You see since the time I was a little girl I’ve enjoyed writing. I would sit and write in my journals, I’d write poetry…I’ve thought of even someday writing a children’s book, and about characters that I want to put in my stories. But for so long I’ve been too afraid. I’ve had a fear of it not being good enough. I’ve also thought so often lately that what I was going to write here in my blog wasn’t going to be meaningful enough. But today I’ve told myself to stop worrying about what others think…because it could be enough for just one person, and that one person matters too.

Here’s the thing…
we are the authors of our own story. WE decide if we’re going to take that chance or not. We decide if we’re going to make a difference in our own lives when we step out of bed in the morning. One of the many things I’ve learned from my mother passing is that I don’t want to leave this earth wishing I had done more. Wishing I had given that dream I’ve had since I was a little girl just one more try.
I listened the other day to a podcast with Ed Mylett on his new book he’s releasing called The Power of One More. It reminded me that tomorrow isn’t promised and we need to live each day to the fullest. I’d give anything to have just one more day with my Mom. As I go through each day I have I want to remember that…because I don’t want to have any regrets. I have the power to change my life and if I am given one more day to do that I want to use that gift God has given me to the fullest.

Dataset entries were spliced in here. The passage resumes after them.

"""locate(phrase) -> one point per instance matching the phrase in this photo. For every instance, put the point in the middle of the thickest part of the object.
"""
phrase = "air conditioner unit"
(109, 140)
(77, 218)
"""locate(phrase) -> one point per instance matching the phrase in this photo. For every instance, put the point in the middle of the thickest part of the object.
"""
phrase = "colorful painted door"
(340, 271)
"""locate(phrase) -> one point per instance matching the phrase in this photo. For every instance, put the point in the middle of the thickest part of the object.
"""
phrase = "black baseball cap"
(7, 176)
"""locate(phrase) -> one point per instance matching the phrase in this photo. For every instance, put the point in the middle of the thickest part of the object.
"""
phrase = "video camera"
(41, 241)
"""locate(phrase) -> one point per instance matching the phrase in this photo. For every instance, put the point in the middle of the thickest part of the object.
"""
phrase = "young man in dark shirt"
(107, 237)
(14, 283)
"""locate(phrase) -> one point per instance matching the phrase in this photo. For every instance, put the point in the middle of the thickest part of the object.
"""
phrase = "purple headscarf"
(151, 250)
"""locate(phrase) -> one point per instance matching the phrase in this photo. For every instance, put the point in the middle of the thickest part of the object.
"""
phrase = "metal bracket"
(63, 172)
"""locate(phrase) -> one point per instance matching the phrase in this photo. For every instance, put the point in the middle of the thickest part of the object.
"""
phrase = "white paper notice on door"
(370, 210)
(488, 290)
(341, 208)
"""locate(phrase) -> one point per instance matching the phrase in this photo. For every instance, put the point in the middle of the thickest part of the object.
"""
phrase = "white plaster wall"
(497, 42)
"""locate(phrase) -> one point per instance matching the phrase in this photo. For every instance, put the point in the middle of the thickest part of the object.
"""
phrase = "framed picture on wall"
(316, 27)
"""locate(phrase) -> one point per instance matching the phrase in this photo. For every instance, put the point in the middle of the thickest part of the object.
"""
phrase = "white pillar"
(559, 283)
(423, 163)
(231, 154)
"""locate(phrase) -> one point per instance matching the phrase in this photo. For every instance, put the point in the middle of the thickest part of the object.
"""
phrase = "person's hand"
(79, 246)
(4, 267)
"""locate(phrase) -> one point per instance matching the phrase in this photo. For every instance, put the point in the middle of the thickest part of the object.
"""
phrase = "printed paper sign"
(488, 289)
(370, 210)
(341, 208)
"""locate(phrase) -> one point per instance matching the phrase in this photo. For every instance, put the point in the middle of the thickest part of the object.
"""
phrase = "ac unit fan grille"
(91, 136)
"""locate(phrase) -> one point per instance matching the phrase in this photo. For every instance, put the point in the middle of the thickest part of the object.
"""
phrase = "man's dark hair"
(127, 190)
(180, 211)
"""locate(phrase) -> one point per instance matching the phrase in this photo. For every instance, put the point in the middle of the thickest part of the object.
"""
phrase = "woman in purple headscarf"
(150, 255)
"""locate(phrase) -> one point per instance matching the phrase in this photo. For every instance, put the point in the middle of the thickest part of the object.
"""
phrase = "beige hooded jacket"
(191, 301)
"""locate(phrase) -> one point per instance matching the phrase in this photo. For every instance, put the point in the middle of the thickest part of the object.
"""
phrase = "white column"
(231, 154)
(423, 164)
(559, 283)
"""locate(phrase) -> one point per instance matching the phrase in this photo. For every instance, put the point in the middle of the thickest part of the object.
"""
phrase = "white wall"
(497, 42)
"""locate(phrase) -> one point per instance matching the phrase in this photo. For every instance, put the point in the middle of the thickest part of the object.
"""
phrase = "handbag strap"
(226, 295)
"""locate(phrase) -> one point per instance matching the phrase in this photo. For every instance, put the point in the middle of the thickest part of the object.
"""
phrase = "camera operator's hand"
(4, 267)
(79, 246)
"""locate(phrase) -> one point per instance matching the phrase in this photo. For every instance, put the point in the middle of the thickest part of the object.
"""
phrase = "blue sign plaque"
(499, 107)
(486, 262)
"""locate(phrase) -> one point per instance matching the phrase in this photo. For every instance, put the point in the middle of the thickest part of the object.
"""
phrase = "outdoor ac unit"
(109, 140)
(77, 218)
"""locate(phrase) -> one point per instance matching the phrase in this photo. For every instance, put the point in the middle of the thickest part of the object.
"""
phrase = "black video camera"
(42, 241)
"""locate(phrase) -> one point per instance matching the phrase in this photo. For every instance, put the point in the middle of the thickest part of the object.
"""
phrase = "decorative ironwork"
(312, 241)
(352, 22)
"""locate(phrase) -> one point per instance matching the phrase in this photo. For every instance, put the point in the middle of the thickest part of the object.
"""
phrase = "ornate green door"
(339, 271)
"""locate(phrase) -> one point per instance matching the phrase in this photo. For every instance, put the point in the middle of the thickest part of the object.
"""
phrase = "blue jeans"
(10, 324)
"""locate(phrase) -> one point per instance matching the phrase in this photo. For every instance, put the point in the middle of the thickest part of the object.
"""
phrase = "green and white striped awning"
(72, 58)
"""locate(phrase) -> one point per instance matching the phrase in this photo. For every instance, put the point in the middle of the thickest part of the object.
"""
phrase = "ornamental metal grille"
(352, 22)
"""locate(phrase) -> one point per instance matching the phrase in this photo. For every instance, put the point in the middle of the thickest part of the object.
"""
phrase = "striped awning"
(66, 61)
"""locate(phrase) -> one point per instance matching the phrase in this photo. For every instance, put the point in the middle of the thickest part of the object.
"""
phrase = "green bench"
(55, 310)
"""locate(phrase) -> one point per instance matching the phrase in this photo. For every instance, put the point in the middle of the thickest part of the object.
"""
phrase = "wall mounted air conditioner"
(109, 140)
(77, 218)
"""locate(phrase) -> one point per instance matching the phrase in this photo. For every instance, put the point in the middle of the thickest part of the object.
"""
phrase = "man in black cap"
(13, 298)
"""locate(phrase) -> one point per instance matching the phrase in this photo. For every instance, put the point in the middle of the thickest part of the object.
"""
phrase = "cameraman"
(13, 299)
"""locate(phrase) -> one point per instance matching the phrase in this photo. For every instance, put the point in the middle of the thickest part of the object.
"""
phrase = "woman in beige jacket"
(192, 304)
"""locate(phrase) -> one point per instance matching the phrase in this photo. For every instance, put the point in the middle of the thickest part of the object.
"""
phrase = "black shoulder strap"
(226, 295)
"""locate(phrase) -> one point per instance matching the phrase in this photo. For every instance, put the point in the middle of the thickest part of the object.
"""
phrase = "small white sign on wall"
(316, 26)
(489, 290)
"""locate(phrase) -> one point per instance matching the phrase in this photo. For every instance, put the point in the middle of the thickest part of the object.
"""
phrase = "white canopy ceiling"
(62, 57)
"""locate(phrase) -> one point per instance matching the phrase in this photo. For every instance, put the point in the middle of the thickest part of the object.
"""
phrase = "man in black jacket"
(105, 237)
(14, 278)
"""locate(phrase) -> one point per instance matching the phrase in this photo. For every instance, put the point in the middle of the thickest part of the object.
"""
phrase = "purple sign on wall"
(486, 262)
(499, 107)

For as long as I can remember I’ve had a passion for writing and the arts. I used to sit for hours and draw and paint. I admired my grandfather’s talent for painting and drawing. But over the years I have realized that even though I’ve always wanted to be an artist…to paint and draw…that God gave me a different gift. He gave me the gift of writing. It’s taken me quite a few years to realize this, but I’ve been feeling a tug since my mother passed to put my thoughts and feelings into written word and to share it. I have 68 pages completed in a memoir I’ve been working on, but it just doesn’t feel quite right yet. I’m still trying to find what that message is that I’m meant to share, and I hope you’ll join me on the journey as I try to figure that out.
But for today please take this with you.
You have the power to write your own story. Your future is filled with blank pages that you’re still writing. Our Lord may have the ending figured out, but you’re going along for that ride. You need to listen, to take chances, to live this life that he’s given you. You are the author of your story, so make it a great one!